Ligatures are not copied from PDF in Zoteros PDF viewer, Report ID 865672033
Report ID 865672033
Thank you for all the lovely work put in Zotero!
Zotero displays ligatures, like like "fi" or "ft", just fine in PDF. Surprisingly,
a) ligatures are not copied from PDF in Zoteros PDF reader, i.e. words with ligatures are munged when copied from the PDF
EDIT: Also, Zotero annotations (highlighted text) extracted from PDFs will have mangled text.
b) words with ligatures do not turn up in searches.
Example from PDF archived in Zotero:
"easily drift as speculation" - copied text using Preview (Mac OS X)
"easily dri as speculation" - copied text using Zotero’s PDF viewer
This is serious, because Zotero searches in PDF will not find words with ligatures. Search for "drift" in the example above will turn up 0 hits when
- searching the PDF in Zotero
- searching PDFs in a collection in Everything mode
The ligature-issue was raised april 2021:
https://forums.zotero.org/discussion/89000/search-returns-results-are-missing-compared-to-equivalent-library-in-endnote
The upshot then was: "Ultimately, Zotero should find results regardless of whether the search text or the extracted text includes a ligature."
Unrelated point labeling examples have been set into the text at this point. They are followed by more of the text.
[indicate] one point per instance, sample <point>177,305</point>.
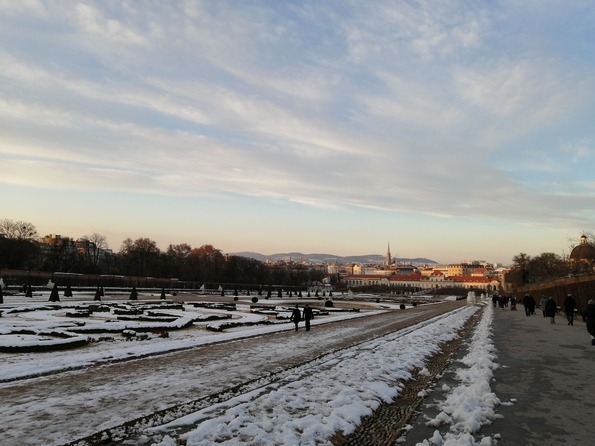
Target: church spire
<point>388,260</point>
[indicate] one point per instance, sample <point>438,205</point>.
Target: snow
<point>306,405</point>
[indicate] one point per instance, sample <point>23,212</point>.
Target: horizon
<point>455,131</point>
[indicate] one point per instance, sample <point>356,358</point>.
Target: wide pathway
<point>546,383</point>
<point>549,373</point>
<point>66,406</point>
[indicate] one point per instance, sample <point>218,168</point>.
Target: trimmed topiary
<point>54,296</point>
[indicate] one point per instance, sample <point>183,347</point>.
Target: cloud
<point>412,107</point>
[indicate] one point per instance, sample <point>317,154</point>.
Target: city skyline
<point>457,131</point>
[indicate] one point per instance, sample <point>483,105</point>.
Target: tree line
<point>22,248</point>
<point>546,266</point>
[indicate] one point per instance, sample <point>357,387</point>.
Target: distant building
<point>582,256</point>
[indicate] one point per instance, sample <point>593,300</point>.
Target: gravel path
<point>118,393</point>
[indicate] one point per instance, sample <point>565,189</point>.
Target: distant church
<point>388,260</point>
<point>582,256</point>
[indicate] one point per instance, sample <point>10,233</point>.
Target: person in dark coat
<point>296,316</point>
<point>529,304</point>
<point>589,318</point>
<point>551,309</point>
<point>308,316</point>
<point>542,304</point>
<point>569,306</point>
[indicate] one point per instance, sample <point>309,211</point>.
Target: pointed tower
<point>388,259</point>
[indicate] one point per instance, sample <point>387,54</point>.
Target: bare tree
<point>18,230</point>
<point>94,247</point>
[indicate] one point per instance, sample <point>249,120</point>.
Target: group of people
<point>549,309</point>
<point>297,316</point>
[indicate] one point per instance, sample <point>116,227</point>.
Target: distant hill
<point>330,258</point>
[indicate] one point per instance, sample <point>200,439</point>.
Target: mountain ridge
<point>322,257</point>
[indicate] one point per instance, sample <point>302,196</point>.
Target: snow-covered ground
<point>306,405</point>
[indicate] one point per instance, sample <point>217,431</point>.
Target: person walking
<point>542,304</point>
<point>308,316</point>
<point>529,304</point>
<point>589,318</point>
<point>295,317</point>
<point>569,306</point>
<point>551,309</point>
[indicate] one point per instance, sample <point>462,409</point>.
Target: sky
<point>454,131</point>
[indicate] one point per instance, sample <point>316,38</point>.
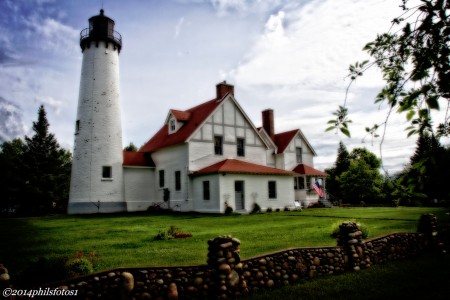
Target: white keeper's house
<point>201,159</point>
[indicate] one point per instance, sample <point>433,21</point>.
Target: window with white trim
<point>107,172</point>
<point>272,185</point>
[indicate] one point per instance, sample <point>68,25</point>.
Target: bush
<point>172,233</point>
<point>335,229</point>
<point>256,208</point>
<point>79,266</point>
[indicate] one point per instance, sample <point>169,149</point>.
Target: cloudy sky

The issue of ligature seems to persist. I will be happy to provide help if possible.
Best regards,
Joe Siri Ekgren
*ligature: two or more letters, like "fi" or "ft", combined in a single glyph
Thank you for all the lovely work put in Zotero!
Zotero displays ligatures, like like "fi" or "ft", just fine in PDF. Surprisingly,
a) ligatures are not copied from PDF in Zoteros PDF reader, i.e. words with ligatures are munged when copied from the PDF
EDIT: Also, Zotero annotations (highlighted text) extracted from PDFs will have mangled text.
b) words with ligatures do not turn up in searches.
Example from PDF archived in Zotero:
"easily drift as speculation" - copied text using Preview (Mac OS X)
"easily dri as speculation" - copied text using Zotero’s PDF viewer
This is serious, because Zotero searches in PDF will not find words with ligatures. Search for "drift" in the example above will turn up 0 hits when
- searching the PDF in Zotero
- searching PDFs in a collection in Everything mode
The ligature-issue was raised april 2021:
https://forums.zotero.org/discussion/89000/search-returns-results-are-missing-compared-to-equivalent-library-in-endnote
The upshot then was: "Ultimately, Zotero should find results regardless of whether the search text or the extracted text includes a ligature."
The issue of ligature seems to persist. I will be happy to provide help if possible.
Best regards,
Joe Siri Ekgren
*ligature: two or more letters, like "fi" or "ft", combined in a single glyph
I sent a copy of a PDF, "Versification...", which has ligatures that Zotero can display, but not copy or search. The PDF was added January 24, 2022. Indexed "partial". Reindexing had no effect. The string "fi" is found 468 times.
1) Duplicating and renaming using an external PDF reader and importing the file into Zotero does not solve the issue.
2) But I stumbled over a workaround:
Deleting the first page using an external PDF reader seems to be a workaround for this specific document:
- open the PDF in Mac OS X Preview,
- duplicate the PDF
- delete the first page (of 309)
- save
- import to Zotero
The ligatures can now be copied and are found when searching. Searching for the string "fi" has "more than 1000 matches".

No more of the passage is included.